Uitgangspunten voor opstellen begroting

Bij het opstellen van de begroting 2026 – 2029 hanteren wij de volgende uitgangspunten:

Omslagpercentage 
Het omslagpercentage geeft weer welk rentepercentage aan de activa wordt toegerekend. Dit percentage wordt berekend op basis van een raming van de netto door de gemeente te betalen rente en de totale boekwaarde van alle vaste activa van de gemeente. Het percentage wordt afgerond met maximaal 0,5%.
Het omslagpercentage wordt bij de begroting 2026-2029 vastgesteld en weergegeven onder paragraaf 6, Financiering.

Renteontwikkelingen 
Prognoses over de rente hebben doorgaans een min of meer ‘’glazenbol’’ niveau. Dit gegeven wordt nog versterkt door de vele onzekerheden in de geopolitiek. De rente op de geld- en kapitaalmarkt is het afgelopen jaar iets gedaald, na twee jaar stijging en weer daarvoor een relatief lange periode van historisch lage rente. De komende jaren verwachten wij dat de rente stabiel blijft op het huidige niveau. Voor nieuwe geldleningen gaan we in de begroting uit van 3,0% rente, gebaseerd op de gemiddelde rentepercentages bij verschillende looptijden gedurende de eerste 3 maanden van 2025.

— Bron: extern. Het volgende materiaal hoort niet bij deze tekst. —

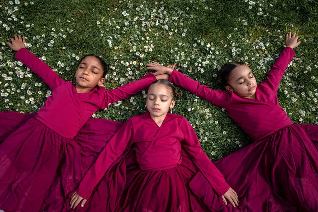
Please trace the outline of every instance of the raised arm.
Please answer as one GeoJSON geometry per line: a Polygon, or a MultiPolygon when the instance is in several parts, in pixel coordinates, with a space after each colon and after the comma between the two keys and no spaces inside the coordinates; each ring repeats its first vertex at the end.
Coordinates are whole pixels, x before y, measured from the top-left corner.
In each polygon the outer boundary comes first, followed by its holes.
{"type": "Polygon", "coordinates": [[[273,65],[266,78],[261,85],[266,86],[276,94],[279,83],[290,62],[295,56],[295,52],[290,47],[285,47],[273,65]]]}
{"type": "Polygon", "coordinates": [[[24,45],[25,38],[20,35],[14,35],[14,38],[10,38],[11,43],[8,45],[13,51],[16,51],[15,57],[30,68],[52,90],[65,83],[46,63],[28,51],[24,45]]]}
{"type": "Polygon", "coordinates": [[[132,144],[133,137],[133,128],[130,119],[106,145],[95,163],[84,176],[76,191],[80,197],[87,200],[89,199],[94,188],[109,167],[121,155],[126,147],[132,144]]]}
{"type": "MultiPolygon", "coordinates": [[[[230,188],[222,173],[204,153],[191,125],[185,118],[180,127],[184,136],[181,144],[199,170],[200,172],[198,174],[203,176],[204,178],[201,180],[207,181],[225,205],[227,205],[226,199],[227,199],[233,206],[238,206],[239,201],[237,194],[230,188]]],[[[202,183],[205,184],[205,182],[202,183]]]]}
{"type": "Polygon", "coordinates": [[[301,41],[298,41],[298,36],[295,33],[292,35],[291,32],[290,32],[286,34],[285,37],[286,47],[283,50],[278,59],[274,63],[266,79],[261,83],[261,85],[267,86],[275,94],[277,92],[279,83],[285,70],[295,56],[295,52],[293,49],[296,48],[301,43],[301,41]]]}
{"type": "Polygon", "coordinates": [[[225,107],[230,101],[226,92],[220,90],[214,91],[176,70],[174,70],[171,73],[169,80],[216,106],[225,107]]]}
{"type": "Polygon", "coordinates": [[[149,73],[139,80],[113,89],[105,90],[104,100],[100,109],[107,107],[109,104],[128,98],[131,96],[147,88],[151,83],[157,80],[152,73],[149,73]]]}
{"type": "Polygon", "coordinates": [[[15,57],[37,74],[52,90],[65,83],[65,81],[59,77],[57,74],[46,63],[26,48],[18,50],[15,54],[15,57]]]}

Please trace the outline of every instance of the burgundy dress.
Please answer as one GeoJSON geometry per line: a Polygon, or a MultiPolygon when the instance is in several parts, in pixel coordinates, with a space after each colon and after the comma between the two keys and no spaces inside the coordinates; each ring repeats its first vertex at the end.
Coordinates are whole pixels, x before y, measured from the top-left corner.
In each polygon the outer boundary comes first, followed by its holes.
{"type": "MultiPolygon", "coordinates": [[[[318,211],[318,126],[293,124],[277,96],[294,55],[291,48],[283,50],[257,85],[255,100],[214,91],[176,71],[170,76],[172,82],[224,108],[253,141],[215,163],[240,198],[236,210],[318,211]]],[[[196,193],[208,194],[208,185],[198,185],[206,190],[196,193]]]]}
{"type": "Polygon", "coordinates": [[[77,193],[89,200],[76,211],[214,211],[190,188],[198,173],[212,190],[208,202],[231,209],[219,197],[229,186],[189,122],[168,113],[159,127],[146,112],[130,118],[106,146],[80,184],[77,193]]]}
{"type": "Polygon", "coordinates": [[[146,89],[156,78],[149,73],[115,89],[97,86],[78,93],[74,85],[26,49],[15,56],[48,84],[52,95],[36,114],[0,112],[0,209],[62,211],[65,197],[122,125],[106,120],[88,122],[90,117],[146,89]]]}

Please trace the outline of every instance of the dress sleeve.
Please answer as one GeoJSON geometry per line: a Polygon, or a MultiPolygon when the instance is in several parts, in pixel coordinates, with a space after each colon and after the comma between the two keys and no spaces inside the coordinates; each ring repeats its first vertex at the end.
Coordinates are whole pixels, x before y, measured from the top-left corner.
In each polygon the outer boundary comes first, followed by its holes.
{"type": "Polygon", "coordinates": [[[156,77],[150,72],[139,80],[132,82],[115,89],[106,90],[100,108],[104,109],[107,107],[109,104],[128,98],[146,89],[156,80],[156,77]]]}
{"type": "Polygon", "coordinates": [[[204,153],[197,135],[190,123],[185,118],[181,125],[184,136],[183,147],[193,159],[196,166],[220,197],[230,188],[223,175],[204,153]]]}
{"type": "Polygon", "coordinates": [[[295,52],[290,47],[286,47],[273,65],[266,78],[260,84],[266,86],[275,94],[278,90],[279,83],[290,62],[295,56],[295,52]]]}
{"type": "Polygon", "coordinates": [[[15,57],[37,74],[52,90],[65,83],[66,81],[59,77],[58,74],[46,63],[26,48],[23,48],[18,51],[15,53],[15,57]]]}
{"type": "Polygon", "coordinates": [[[221,107],[226,107],[230,101],[227,92],[220,90],[213,90],[200,83],[186,76],[176,70],[172,71],[169,81],[190,92],[221,107]]]}
{"type": "Polygon", "coordinates": [[[94,188],[109,167],[131,145],[133,129],[131,119],[128,120],[110,139],[101,152],[95,163],[88,170],[80,183],[76,192],[88,199],[94,188]]]}

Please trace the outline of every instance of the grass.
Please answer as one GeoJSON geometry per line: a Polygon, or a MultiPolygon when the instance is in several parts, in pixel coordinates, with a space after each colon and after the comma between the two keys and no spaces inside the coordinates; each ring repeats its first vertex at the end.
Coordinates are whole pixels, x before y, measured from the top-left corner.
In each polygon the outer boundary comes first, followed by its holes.
{"type": "MultiPolygon", "coordinates": [[[[190,77],[219,89],[215,75],[229,60],[248,62],[257,81],[261,82],[283,48],[285,35],[292,31],[299,34],[302,43],[282,80],[279,100],[294,122],[318,124],[316,1],[34,0],[31,3],[20,0],[19,4],[12,3],[0,1],[1,111],[36,112],[50,90],[36,75],[20,67],[14,53],[8,51],[6,43],[15,33],[27,37],[27,43],[32,45],[30,51],[39,57],[44,56],[45,62],[68,80],[74,79],[76,57],[94,53],[113,69],[105,83],[107,88],[140,78],[147,72],[145,65],[154,60],[165,65],[176,63],[190,77]],[[14,11],[15,7],[18,10],[14,11]],[[49,46],[52,40],[54,43],[49,46]],[[209,63],[204,64],[207,60],[209,63]],[[130,64],[134,61],[136,65],[130,64]]],[[[225,111],[179,89],[183,94],[177,100],[174,112],[192,123],[212,160],[248,143],[248,137],[225,111]]],[[[93,116],[125,121],[145,111],[144,94],[134,97],[93,116]]]]}

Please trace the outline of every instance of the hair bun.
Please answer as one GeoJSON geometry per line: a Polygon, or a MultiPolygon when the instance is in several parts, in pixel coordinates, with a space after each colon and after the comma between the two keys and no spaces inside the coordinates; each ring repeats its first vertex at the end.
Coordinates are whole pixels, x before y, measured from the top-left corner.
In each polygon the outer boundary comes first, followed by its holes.
{"type": "Polygon", "coordinates": [[[180,97],[182,95],[182,92],[181,92],[181,91],[179,91],[178,89],[176,89],[176,90],[175,90],[175,97],[176,97],[176,98],[178,98],[180,97]]]}

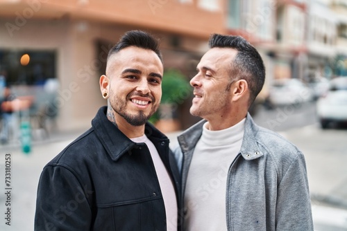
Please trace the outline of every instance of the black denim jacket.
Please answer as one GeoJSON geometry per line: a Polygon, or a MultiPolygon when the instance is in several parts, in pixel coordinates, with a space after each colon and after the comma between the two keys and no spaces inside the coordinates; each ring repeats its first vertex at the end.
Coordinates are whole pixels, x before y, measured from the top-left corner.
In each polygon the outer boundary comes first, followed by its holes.
{"type": "MultiPolygon", "coordinates": [[[[164,201],[149,151],[110,122],[106,109],[101,108],[92,128],[44,167],[35,230],[167,230],[164,201]]],[[[168,138],[149,123],[145,133],[178,195],[178,172],[168,138]]]]}

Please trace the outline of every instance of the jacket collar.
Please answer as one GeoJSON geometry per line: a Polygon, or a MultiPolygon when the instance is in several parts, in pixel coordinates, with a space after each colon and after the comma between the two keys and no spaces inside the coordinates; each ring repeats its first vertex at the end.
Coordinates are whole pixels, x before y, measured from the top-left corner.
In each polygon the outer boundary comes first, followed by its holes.
{"type": "Polygon", "coordinates": [[[240,153],[247,160],[254,160],[264,155],[259,148],[255,137],[259,131],[259,127],[254,122],[252,116],[247,113],[244,124],[244,133],[240,153]]]}
{"type": "MultiPolygon", "coordinates": [[[[106,117],[107,107],[101,107],[92,126],[112,160],[117,160],[124,154],[129,153],[138,145],[124,135],[106,117]]],[[[152,140],[167,140],[167,138],[149,122],[146,123],[145,133],[152,140]]]]}
{"type": "MultiPolygon", "coordinates": [[[[205,122],[206,122],[205,120],[198,122],[178,136],[178,142],[183,153],[194,149],[201,136],[205,122]]],[[[254,138],[258,130],[259,127],[255,124],[249,113],[247,113],[240,149],[240,154],[245,160],[253,160],[264,154],[260,150],[257,140],[254,138]]]]}

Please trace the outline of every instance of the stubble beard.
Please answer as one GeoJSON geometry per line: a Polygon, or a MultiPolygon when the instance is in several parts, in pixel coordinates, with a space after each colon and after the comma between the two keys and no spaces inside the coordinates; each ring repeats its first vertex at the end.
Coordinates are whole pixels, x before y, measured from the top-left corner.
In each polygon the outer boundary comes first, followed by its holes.
{"type": "Polygon", "coordinates": [[[128,124],[133,126],[142,126],[146,124],[158,107],[158,106],[153,106],[155,102],[153,100],[151,102],[153,104],[151,105],[152,108],[149,115],[146,115],[144,111],[142,110],[139,111],[137,114],[130,114],[126,111],[126,104],[128,103],[128,101],[129,99],[128,98],[126,102],[119,99],[115,99],[114,100],[115,103],[111,103],[111,107],[115,113],[124,118],[128,124]]]}

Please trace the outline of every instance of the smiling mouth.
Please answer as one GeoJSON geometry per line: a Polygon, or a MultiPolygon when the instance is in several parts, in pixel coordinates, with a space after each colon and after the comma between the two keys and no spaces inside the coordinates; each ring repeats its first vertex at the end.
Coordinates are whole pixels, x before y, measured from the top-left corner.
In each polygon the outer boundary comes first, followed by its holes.
{"type": "Polygon", "coordinates": [[[146,106],[151,102],[150,101],[139,100],[135,100],[135,99],[131,100],[131,102],[133,102],[134,104],[136,104],[140,105],[140,106],[146,106]]]}

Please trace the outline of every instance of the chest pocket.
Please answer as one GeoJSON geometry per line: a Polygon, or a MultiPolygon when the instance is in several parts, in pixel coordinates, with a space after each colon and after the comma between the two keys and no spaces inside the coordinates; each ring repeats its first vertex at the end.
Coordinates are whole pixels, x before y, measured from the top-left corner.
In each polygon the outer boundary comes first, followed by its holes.
{"type": "Polygon", "coordinates": [[[103,167],[96,183],[94,230],[166,230],[164,201],[149,153],[103,167]]]}

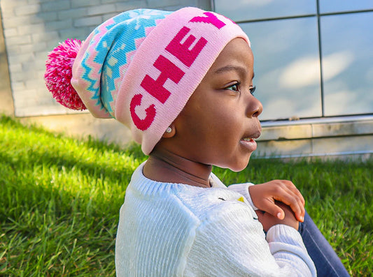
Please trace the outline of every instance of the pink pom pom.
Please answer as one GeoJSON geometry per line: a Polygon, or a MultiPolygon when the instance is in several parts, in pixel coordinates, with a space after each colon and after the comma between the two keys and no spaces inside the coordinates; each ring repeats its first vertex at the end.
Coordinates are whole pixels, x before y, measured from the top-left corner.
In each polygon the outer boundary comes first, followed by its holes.
{"type": "Polygon", "coordinates": [[[48,55],[44,75],[45,84],[56,100],[69,109],[86,110],[85,105],[71,84],[72,68],[82,43],[66,40],[48,55]]]}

Kostenstijgingen en subsidies 
In afwijking van voorgaande jaren worden in principe de exploitatiebudgetten niet geïndexeerd. Uitzondering hierop zijn de subsidies aan externe partijen en loonkosten. De loonkosten worden geïndexeerd op basis van de reeds gemaakte CAO afspraken tussen werkgevers en werknemers. Vanuit de compensatie voor Loon- en Prijsontwikkeling vanuit de Algemene Uitkering zullen wij een stelpost voor prijsstijgingen opnemen. Daar waar exploitatiebudgetten als gevolg van externe verplichtingen verhoogd moeten worden, kan zonodig een bijstelling plaatsvinden, waarbij dekking kan plaatsvinden uit deze stelpost. Deze systematiek moet er aan bijdragen dat exploitatiebudgetten niet onnodig verhoogd worden.
Subsidies worden geïndexeerd met 3,5%, zie voor een toelichting hieronder over de OZB en heffingen.

OZB en heffingen
Tot en met de begroting 2024 werden de opbrengsten voor OZB en de heffingen geïndexeerd met de CPI van februari van het jaar vóór het begrotingsjaar. Sinds de begroting 2025 sluiten we aan bij de meer gangbare methodiek van indexatie op basis van het Centraal Economisch Plan (CEP). Dit is gebaseerd op een gewogen gemiddelde.
-    Loonkosten: 2,0%
-    Overige (materiële) kosten: 2,1%
-    Investeringen: 3,0%
-    Gewogen gemiddelde 2,2% (60% loonindex, 20% materiële kosten, 20% investeringen).
Hierbij moet wel een correctie gedaan worden op de indexatie van 2025, omdat in het CEP ook een bijstelling van het lopende jaar plaatsvindt (van 3,5% naar 4,8%, zie hiervoor onderstaande tabel). Op basis van het gewogen gemiddelde, zoals ook bovenstaand weergegeven, is het voorstel om de OZB en heffingen te verhogen met 2,2% en een correctie van 1,3% toe te passen voor de bijstelling van de indexaties voor 2025 volgens het CEP. De OZB en heffingen worden dan dus geïndexeerd met 3,5%.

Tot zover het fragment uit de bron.